Item 2.01 Completion of Acquisition or Disposition of Assets.
As previously disclosed, on November 9, 2012, Titanium Metals Corporation, a Delaware corporation (the Company), Precision
Castparts Corp. (Parent) and ELIT Acquisition Sub Corp. (Purchaser), a wholly owned subsidiary of Parent, entered into an Agreement and Plan of Merger (the Merger Agreement). Pursuant to the Merger Agreement, and
upon the terms and subject to the conditions thereof, Purchaser commenced a tender offer to purchase all outstanding shares of the common stock of the Company (the Shares) at a price of $16.50 per Share, net to the seller in cash,
without interest thereon and less any required withholding of taxes, upon the terms and subject to the conditions set forth in the Offer to Purchase dated November 20, 2012 (as amended or supplemented, the Offer to Purchase), and the
related Letter of Transmittal (which, together with the Offer to Purchase, constituted the Offer). The Offer, as extended, expired at 5:00 p.m., New York City time, on December 20, 2012. Following the acceptance of Shares by Purchaser,
the Company became a subsidiary of Parent.
Following the expiration of the Offer, Purchaser commenced a subsequent offering
period of the Offer to acquire all remaining untendered Shares, which expired at 5:00 p.m., New York City time, on January 4, 2013. Based on the information provided by the depositary for the Offer, Purchaser accepted for payment a total of
7,711,288 Shares that were validly tendered in the subsequent offering period of the Offer, representing approximately 4.4% of the Companys outstanding Shares.

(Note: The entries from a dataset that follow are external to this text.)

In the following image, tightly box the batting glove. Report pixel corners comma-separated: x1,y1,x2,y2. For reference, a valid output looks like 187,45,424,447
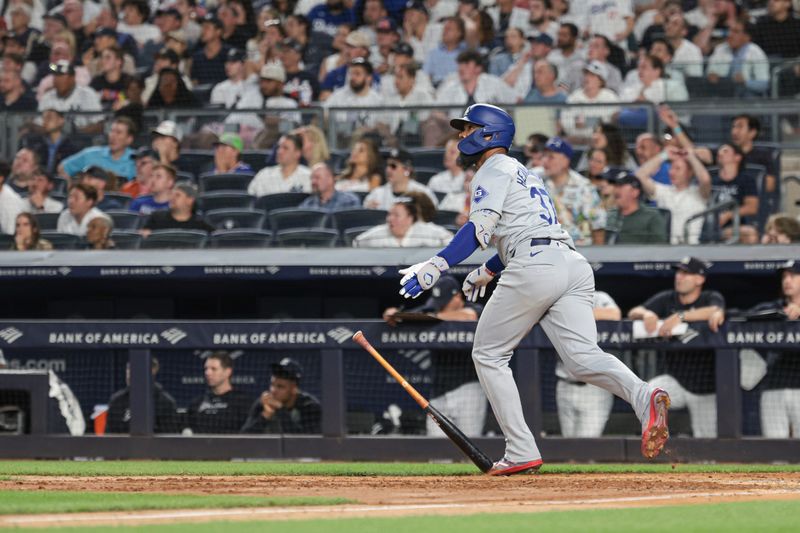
461,264,495,302
400,255,450,298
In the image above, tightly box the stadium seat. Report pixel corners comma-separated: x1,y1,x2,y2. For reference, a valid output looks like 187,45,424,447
199,174,254,192
197,191,255,213
106,209,145,230
331,209,386,232
208,228,272,248
105,191,133,209
275,228,339,248
205,209,267,229
35,213,61,231
268,208,328,232
42,231,83,250
141,229,208,250
111,230,142,250
255,192,308,213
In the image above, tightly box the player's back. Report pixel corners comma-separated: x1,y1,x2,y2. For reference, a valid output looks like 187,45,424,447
471,154,574,263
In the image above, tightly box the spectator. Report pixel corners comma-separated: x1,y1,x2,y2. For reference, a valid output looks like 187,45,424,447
523,59,567,104
242,357,322,435
428,138,464,193
0,161,26,235
150,120,183,165
211,48,251,109
761,213,800,244
77,165,123,211
139,180,215,237
25,168,64,214
628,257,725,438
353,197,453,248
422,17,467,85
323,58,383,132
120,146,158,198
300,163,361,213
191,13,228,85
636,144,711,244
533,137,606,246
147,67,200,109
606,171,669,244
86,217,116,250
707,19,769,96
106,357,178,433
247,133,311,196
364,148,439,211
39,61,103,133
336,138,383,192
211,133,253,174
0,70,38,112
129,163,177,215
188,351,252,433
56,183,106,237
59,117,136,180
560,61,619,140
11,213,53,252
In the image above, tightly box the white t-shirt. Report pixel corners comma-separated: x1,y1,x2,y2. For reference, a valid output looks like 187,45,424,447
247,165,311,196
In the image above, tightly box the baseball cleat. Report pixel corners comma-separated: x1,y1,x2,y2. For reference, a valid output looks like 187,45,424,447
486,457,542,476
642,389,669,459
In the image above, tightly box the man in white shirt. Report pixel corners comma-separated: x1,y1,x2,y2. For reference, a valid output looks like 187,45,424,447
247,133,311,196
428,138,464,193
0,161,26,235
57,183,107,237
323,57,384,129
364,148,439,211
707,19,769,96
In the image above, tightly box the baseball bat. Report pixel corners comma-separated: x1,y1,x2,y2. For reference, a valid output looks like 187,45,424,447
353,331,493,473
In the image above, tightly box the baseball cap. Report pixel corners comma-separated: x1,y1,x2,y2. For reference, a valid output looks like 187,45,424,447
150,120,183,142
344,30,372,48
419,276,461,312
778,259,800,274
214,132,244,152
544,137,573,160
50,59,75,76
583,59,608,82
225,48,245,63
672,257,711,276
260,63,286,83
270,357,303,382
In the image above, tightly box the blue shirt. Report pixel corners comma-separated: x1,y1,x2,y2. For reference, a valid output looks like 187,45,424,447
129,194,169,215
423,41,467,85
62,146,136,180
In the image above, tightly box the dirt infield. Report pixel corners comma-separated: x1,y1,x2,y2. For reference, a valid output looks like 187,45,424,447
0,473,800,527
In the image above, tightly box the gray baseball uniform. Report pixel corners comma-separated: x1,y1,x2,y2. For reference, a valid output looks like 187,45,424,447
471,154,650,463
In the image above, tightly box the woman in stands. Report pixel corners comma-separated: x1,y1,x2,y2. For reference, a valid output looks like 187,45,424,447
11,213,53,251
336,139,383,192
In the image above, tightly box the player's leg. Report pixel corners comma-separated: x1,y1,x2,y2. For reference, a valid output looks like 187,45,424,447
760,389,800,439
472,251,564,463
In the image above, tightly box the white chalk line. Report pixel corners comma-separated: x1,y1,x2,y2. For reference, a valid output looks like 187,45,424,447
0,489,800,525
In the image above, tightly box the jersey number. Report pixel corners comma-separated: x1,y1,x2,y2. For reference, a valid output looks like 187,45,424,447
531,187,558,225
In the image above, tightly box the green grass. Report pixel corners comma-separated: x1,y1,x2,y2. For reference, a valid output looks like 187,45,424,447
0,490,353,515
15,501,800,533
0,461,800,476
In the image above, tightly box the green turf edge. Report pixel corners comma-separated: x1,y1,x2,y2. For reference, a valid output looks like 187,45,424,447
0,490,356,515
14,500,800,533
0,461,800,476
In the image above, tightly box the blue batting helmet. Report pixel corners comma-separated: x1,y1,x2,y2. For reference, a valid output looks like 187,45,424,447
450,104,517,155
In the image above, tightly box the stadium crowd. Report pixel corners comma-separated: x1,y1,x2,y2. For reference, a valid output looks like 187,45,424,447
0,0,800,250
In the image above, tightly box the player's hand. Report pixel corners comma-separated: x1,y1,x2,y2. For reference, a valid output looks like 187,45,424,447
400,255,450,298
461,264,495,302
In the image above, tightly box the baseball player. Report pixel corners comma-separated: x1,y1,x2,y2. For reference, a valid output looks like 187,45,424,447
400,104,669,475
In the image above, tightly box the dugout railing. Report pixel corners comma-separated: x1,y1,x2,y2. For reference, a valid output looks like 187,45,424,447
0,320,800,462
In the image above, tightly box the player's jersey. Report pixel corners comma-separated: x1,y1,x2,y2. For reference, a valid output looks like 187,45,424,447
470,154,575,264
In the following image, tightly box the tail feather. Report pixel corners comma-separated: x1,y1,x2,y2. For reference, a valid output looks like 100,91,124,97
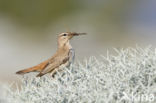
36,72,44,77
16,68,36,75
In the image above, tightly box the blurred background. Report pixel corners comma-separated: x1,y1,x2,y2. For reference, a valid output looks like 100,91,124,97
0,0,156,82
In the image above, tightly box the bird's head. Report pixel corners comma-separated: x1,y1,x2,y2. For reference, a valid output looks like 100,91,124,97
58,32,86,46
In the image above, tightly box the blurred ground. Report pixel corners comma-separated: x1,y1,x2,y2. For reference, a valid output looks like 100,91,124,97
0,0,156,82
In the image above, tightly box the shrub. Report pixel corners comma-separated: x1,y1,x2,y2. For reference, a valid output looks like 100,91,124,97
2,47,156,103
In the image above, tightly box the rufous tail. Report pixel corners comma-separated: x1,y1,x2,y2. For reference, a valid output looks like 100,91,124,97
16,60,48,74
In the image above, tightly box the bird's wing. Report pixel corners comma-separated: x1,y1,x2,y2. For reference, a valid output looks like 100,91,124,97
69,49,75,65
37,56,69,77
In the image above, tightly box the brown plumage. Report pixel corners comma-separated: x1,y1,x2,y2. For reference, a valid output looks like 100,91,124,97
16,32,85,77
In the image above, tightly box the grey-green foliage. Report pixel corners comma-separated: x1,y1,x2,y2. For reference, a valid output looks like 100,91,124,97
4,47,156,103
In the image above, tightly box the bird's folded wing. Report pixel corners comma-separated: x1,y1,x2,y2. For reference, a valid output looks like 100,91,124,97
36,57,69,76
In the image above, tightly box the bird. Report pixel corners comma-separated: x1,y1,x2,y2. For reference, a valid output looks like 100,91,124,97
16,32,86,77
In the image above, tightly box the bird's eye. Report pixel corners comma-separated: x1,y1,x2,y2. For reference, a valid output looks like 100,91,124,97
63,34,67,36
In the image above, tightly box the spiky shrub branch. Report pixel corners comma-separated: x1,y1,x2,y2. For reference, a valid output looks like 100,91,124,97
2,47,156,103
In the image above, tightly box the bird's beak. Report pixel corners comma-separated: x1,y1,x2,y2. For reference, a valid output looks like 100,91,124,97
69,33,86,39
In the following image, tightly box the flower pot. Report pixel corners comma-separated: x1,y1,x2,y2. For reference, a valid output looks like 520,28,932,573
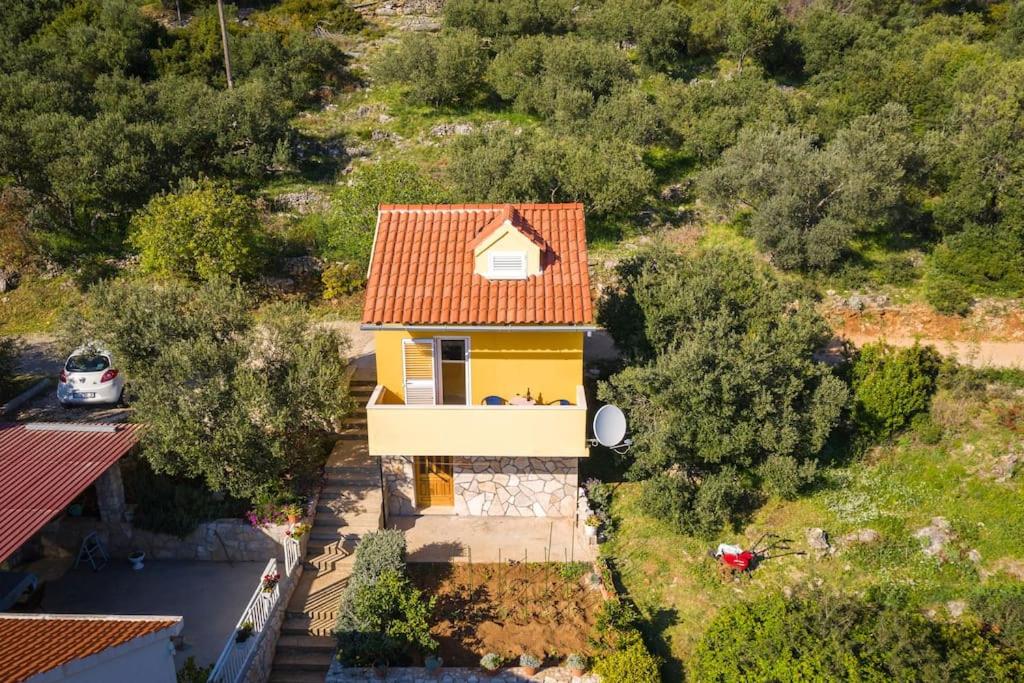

Together with the Shares purchased in the initial offering period, as of January 4,
2013, Purchaser owned a total of 158,231,903 Shares, representing approximately 90.4% of the outstanding Shares.
Based on the
per Share price and the number of Shares validly tendered and accepted for payment at the expiration of the subsequent offering period of the Offer, the value of the Shares purchased by Purchaser in connection with the subsequent offering period of
the Offer was $127,236,252. Parent funded the purchase of the tendered Shares from the proceeds of its previously announced $3.0 billion note offering pursuant to an Underwriting Agreement, dated December 17, 2012, with the several underwriters
named therein, for whom Citigroup Global Markets Inc., Merrill Lynch, Pierce, Fenner & Smith Incorporated and Wells Fargo Securities, LLC acted as representatives.
On January 7, 2013, pursuant to the terms and conditions of the Merger Agreement, Purchaser merged with and into the Company (the Merger) with the Company surviving the Merger as a wholly
owned subsidiary of Parent. At the effective time of the Merger (the Effective Time), all remaining outstanding Shares not tendered in the Offer (other than Shares owned by Parent, Purchaser or the Company or Shares held by Company
stockholders, if any, who are entitled to and properly exercise appraisal rights under Delaware law) were acquired for cash at the same $16.50 per Share price, without interest and subject to applicable withholding taxes, that was paid in the Offer.
The foregoing summary of the Merger Agreement and the transactions contemplated thereby does not purport to be complete and
is subject to, and qualified in its entirety by, the full text of the Merger Agreement, a copy of which was filed as Exhibit 2.1 to the Companys Current Report on Form 8-K/A filed with the Securities and Exchange Commission (the
SEC) on November 14, 2012 and incorporated herein by reference.
On January 7, 2013, Parent issued a press release
announcing the completion of the subsequent offering period, a copy of which is included as Exhibit 99.1 to this Current Report on Form 8-K and incorporated herein by reference. On January 8, 2013, Parent issued a press release announcing the
completion of the Merger, a copy of which is included as Exhibit 99.2 to this Current Report on Form 8-K and incorporated herein by reference.